By Andrea Mazzarelli | July 14, 2015, 9:58 p.m. (ET)
Silver medalist Natalie Coughlin (L), gold medalist Chantal Van Landeghem of Canada (C) and bronze medalist Arianna Vanderpool Wallace of the Bahamas (R) after the women's 100-meter freestyle final at the Toronto 2015 Pan American Games in Toronto on July 14, 2015.


TORONTO -- Olympic champions and rookies alike shared the pool on the opening day of swimming competition at the Pan American Games, as three-time Olympian Natalie Coughlin led Team USA to a four-medal haul, with silver medals in the women’s 100-meter freestyle and 4x100 freestyle events.

Coughlin, the first U.S. swimmer to win six medals at an Olympic Games when she claimed gold, two silvers and three bronzes at the Beijing 2008 Games, nearly ended her swimming career after earning her 12th medal, a bronze in the 4x100 freestyle, at the 2012 Games.

But she refused to end on that note.

Now firing on all cylinders in preparation for next year’s Olympic Games, she swam to the top spot in the women’s 100 freestyle heat in 53.85 seconds and set a Pan Am record.

Watch the Pan American Games on the networks of ESPN.

“I know I have a lot of good swimming left in me and I love doing this,” said Coughlin. “I love the training and I love the competing and being able to represent my country is a really special thing that’s not going to happen forever.”

A seasoned world and Olympic champion, Coughlin has set the standard for success for the younger members of Team USA.

“I think all the young rookies are great and they’re getting some great experience here,” she said. “Pan Ams is such a great practice for the Olympics.”

Competing in her first major international tournament, former water polo star Kate Mills had a breakout performance in the opening heats, posting the top time by 1.44 seconds in the women’s 200-meter butterfly and sealing the silver medal with a time of 2:09.31 in the final.
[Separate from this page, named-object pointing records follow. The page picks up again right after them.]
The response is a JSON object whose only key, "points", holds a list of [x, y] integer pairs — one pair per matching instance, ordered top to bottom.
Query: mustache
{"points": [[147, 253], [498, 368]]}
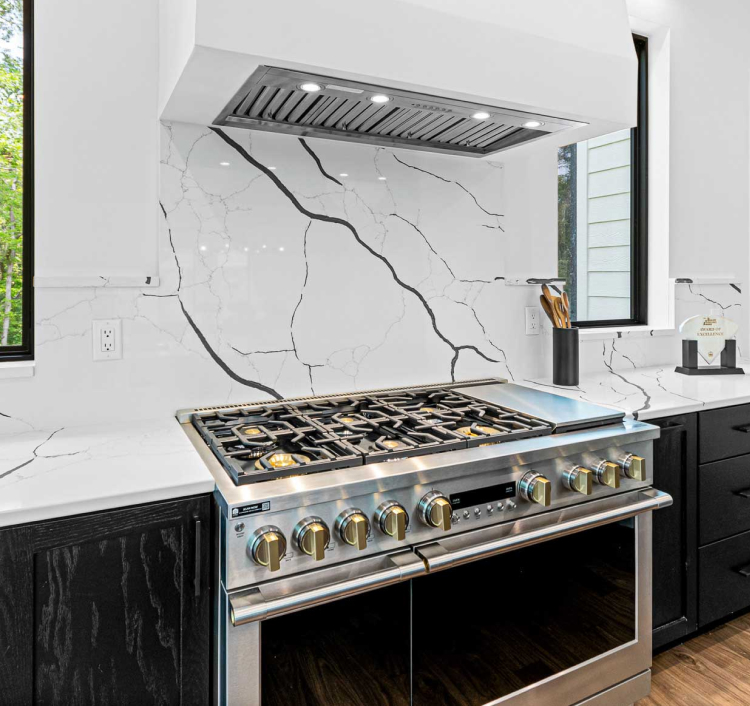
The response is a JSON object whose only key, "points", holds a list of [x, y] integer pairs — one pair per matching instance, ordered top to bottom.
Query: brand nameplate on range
{"points": [[479, 496], [253, 509]]}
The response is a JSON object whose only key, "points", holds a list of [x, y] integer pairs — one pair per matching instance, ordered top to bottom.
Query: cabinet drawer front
{"points": [[724, 432], [724, 497], [724, 583]]}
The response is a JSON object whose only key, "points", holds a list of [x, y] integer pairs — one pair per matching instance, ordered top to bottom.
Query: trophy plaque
{"points": [[709, 338]]}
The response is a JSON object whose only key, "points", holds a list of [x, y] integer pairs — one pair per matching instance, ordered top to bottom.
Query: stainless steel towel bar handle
{"points": [[322, 586]]}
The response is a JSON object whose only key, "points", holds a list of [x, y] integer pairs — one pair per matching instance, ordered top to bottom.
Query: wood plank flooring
{"points": [[713, 668]]}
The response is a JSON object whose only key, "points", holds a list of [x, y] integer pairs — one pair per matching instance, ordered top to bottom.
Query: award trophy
{"points": [[709, 337]]}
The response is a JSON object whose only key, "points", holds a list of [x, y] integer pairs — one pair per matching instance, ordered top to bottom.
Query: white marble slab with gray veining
{"points": [[657, 391], [71, 470]]}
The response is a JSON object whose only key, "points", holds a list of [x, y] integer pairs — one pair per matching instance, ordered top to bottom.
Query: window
{"points": [[16, 184], [602, 220]]}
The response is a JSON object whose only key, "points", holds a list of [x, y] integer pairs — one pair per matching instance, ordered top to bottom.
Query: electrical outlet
{"points": [[533, 325], [107, 339]]}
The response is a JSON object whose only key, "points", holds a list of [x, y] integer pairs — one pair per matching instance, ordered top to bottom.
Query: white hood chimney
{"points": [[533, 67]]}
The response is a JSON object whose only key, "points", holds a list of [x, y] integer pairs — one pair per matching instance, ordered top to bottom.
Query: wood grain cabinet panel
{"points": [[724, 432], [724, 492], [674, 530], [724, 578], [109, 608]]}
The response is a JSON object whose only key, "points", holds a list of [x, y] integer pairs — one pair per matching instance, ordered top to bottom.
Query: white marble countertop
{"points": [[649, 393], [72, 470], [67, 471]]}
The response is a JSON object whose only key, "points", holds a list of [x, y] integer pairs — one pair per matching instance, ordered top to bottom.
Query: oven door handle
{"points": [[484, 543], [322, 586]]}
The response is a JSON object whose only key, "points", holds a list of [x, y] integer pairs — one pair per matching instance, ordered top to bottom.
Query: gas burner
{"points": [[476, 430], [287, 438], [281, 460]]}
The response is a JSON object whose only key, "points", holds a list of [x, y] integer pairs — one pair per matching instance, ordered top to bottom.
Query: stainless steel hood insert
{"points": [[272, 99]]}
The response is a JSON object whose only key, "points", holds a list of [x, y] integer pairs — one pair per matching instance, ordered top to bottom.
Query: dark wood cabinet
{"points": [[675, 530], [108, 608]]}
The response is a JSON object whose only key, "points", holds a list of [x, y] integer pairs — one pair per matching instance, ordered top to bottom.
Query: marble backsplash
{"points": [[292, 267]]}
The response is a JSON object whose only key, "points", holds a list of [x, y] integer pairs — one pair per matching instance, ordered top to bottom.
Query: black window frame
{"points": [[638, 206], [25, 351]]}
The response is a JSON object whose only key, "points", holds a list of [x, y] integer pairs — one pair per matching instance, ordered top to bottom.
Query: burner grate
{"points": [[286, 438]]}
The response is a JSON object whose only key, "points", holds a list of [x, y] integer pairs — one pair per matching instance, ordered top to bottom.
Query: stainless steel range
{"points": [[471, 543]]}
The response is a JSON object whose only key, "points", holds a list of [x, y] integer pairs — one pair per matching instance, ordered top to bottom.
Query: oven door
{"points": [[544, 610], [550, 610], [337, 636]]}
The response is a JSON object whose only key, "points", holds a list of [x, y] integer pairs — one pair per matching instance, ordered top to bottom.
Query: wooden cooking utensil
{"points": [[548, 294], [551, 311], [560, 311]]}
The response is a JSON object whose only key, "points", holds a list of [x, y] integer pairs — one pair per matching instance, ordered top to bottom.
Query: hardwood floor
{"points": [[713, 668]]}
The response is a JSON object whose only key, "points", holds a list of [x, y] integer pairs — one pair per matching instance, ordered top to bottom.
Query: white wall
{"points": [[96, 75], [97, 216]]}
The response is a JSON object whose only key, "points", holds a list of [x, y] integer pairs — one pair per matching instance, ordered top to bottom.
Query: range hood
{"points": [[467, 77], [306, 104]]}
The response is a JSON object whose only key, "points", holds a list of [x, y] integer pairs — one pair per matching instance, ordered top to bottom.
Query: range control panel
{"points": [[262, 544]]}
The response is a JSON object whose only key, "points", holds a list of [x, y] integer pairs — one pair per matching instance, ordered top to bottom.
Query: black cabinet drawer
{"points": [[724, 432], [724, 498], [723, 587]]}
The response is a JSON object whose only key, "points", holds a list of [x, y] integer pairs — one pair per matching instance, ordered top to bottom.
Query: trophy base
{"points": [[706, 370]]}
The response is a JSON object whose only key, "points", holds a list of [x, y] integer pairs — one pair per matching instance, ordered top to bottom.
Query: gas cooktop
{"points": [[289, 438]]}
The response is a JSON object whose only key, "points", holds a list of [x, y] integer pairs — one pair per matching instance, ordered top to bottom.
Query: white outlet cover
{"points": [[98, 327]]}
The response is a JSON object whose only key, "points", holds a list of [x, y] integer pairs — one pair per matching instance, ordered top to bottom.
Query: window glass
{"points": [[11, 174]]}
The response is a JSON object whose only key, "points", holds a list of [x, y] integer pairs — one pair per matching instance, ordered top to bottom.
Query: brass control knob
{"points": [[634, 466], [608, 473], [579, 479], [535, 488], [435, 510], [392, 519], [353, 527], [312, 536], [267, 547]]}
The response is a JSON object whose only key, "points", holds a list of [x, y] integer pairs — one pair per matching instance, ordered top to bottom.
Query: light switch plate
{"points": [[533, 324], [106, 337]]}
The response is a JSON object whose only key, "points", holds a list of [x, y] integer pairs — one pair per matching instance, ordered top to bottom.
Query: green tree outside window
{"points": [[11, 172]]}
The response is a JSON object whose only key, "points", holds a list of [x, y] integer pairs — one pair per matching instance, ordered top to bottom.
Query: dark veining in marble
{"points": [[315, 157], [458, 184], [171, 244], [457, 349], [309, 366], [244, 381], [645, 394], [35, 454]]}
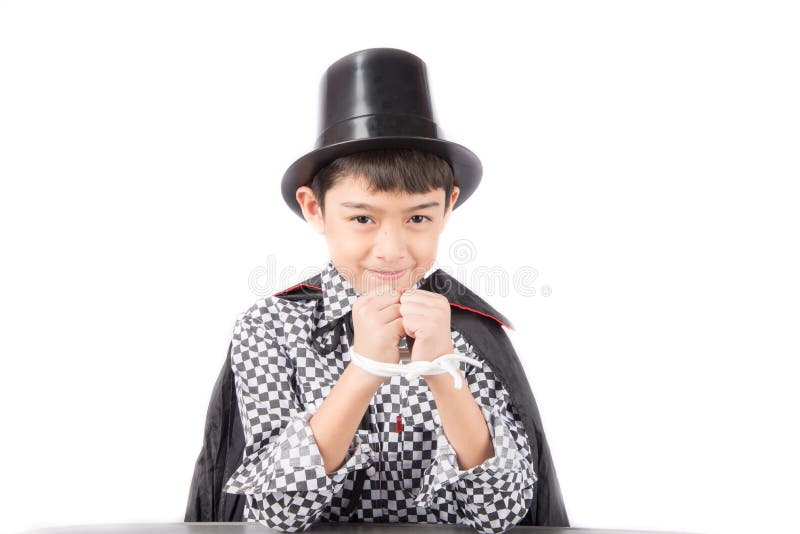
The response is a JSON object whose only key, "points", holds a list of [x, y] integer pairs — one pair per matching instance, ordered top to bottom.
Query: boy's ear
{"points": [[453, 197], [311, 209]]}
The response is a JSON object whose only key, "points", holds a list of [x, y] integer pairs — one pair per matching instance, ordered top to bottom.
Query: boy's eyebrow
{"points": [[364, 206]]}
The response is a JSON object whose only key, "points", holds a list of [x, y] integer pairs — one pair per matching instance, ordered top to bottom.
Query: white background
{"points": [[641, 156]]}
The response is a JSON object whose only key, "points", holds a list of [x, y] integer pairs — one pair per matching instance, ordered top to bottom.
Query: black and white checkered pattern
{"points": [[412, 476]]}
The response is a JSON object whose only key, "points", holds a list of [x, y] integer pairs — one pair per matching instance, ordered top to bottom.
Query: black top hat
{"points": [[378, 98]]}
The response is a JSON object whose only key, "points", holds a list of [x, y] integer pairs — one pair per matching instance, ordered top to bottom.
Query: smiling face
{"points": [[370, 231]]}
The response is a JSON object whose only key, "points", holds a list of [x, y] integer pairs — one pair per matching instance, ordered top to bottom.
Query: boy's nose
{"points": [[390, 247]]}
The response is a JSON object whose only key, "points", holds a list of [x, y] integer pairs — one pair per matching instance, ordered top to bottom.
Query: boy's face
{"points": [[368, 232]]}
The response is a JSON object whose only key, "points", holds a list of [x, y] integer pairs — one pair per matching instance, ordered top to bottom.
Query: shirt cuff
{"points": [[293, 463], [507, 470]]}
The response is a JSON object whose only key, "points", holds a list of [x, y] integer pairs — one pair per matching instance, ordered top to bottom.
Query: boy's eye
{"points": [[359, 218]]}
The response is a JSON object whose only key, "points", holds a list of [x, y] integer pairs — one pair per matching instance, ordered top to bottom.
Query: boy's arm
{"points": [[283, 473], [495, 493]]}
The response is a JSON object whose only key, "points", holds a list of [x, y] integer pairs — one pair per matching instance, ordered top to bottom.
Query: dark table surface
{"points": [[251, 528]]}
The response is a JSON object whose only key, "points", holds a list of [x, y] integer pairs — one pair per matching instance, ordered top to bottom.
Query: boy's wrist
{"points": [[365, 377]]}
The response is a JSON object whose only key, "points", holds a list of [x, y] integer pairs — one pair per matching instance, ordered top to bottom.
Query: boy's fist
{"points": [[426, 318], [378, 325]]}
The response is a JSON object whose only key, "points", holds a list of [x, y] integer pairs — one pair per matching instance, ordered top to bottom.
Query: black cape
{"points": [[480, 324]]}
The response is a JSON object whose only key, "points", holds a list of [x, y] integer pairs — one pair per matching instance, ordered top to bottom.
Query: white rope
{"points": [[446, 363]]}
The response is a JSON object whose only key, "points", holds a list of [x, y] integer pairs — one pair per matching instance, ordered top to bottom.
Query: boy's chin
{"points": [[372, 281]]}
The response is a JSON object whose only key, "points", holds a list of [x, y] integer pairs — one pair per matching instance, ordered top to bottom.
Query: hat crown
{"points": [[374, 81], [378, 98]]}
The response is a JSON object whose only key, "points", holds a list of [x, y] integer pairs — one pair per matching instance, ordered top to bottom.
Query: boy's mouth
{"points": [[387, 275]]}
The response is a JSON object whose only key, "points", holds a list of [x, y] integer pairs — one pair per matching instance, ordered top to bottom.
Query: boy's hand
{"points": [[426, 318], [378, 325]]}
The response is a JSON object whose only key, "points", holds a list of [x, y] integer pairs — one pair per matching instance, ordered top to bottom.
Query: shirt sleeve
{"points": [[282, 473], [496, 495]]}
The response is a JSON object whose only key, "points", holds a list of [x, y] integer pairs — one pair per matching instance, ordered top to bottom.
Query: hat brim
{"points": [[467, 168]]}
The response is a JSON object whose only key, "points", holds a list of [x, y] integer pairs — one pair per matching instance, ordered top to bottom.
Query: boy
{"points": [[327, 437]]}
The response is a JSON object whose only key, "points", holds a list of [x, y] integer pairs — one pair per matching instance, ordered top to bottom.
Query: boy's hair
{"points": [[404, 170]]}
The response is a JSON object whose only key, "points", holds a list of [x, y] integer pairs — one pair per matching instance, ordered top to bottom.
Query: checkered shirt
{"points": [[411, 475]]}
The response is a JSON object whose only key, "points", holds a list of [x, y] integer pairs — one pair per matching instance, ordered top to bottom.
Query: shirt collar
{"points": [[338, 295]]}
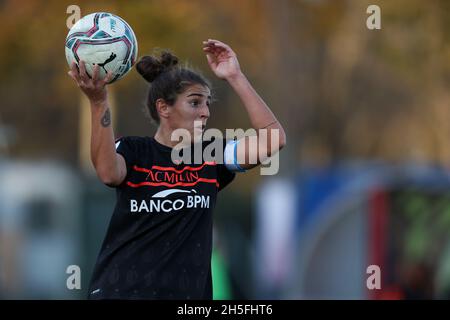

For first-timers like Mills, being able to share the stage with more experienced swimmers has proven to have its advantages. Two of the younger swimmers on the team, Kylie Stewart (age 19) and Ty Stewart (21) turned in brilliant opening swims and finished third and sixth in the B finals of the men’s and women’s 200-meter butterfly. The silver-medal-winning women’s 4x100-meter team featured the largest difference in age amongst swimmers in the field, with nearly eight years separating Coughlin, 32, and six-time Olympic medalist Allison Schmitt, 25. Also on that team was Madison Kennedy, 24, and two-time Olympic medalist Amanda Weir, 29.

“It’s incredible because (the veteran swimmers) have such a wealth of knowledge and they really help you overcome your fears or your doubts,” said Kate Mills. “We hope that we bring the excitement and they teach us from their experience.”

On the men’s side, two-time Olympic gold medalist Cullen Jones was off to a disappointing start in the 100-meter freestyle opening heat causing him to miss the final, but he rallied to help the men’s 4x100 freestyle team, which included Josh Schneider, Darian Townsend and Michael Weiss, earn a bronze medal.

Team Canada impressed on home soil claiming six medals, one in each event, including three golds.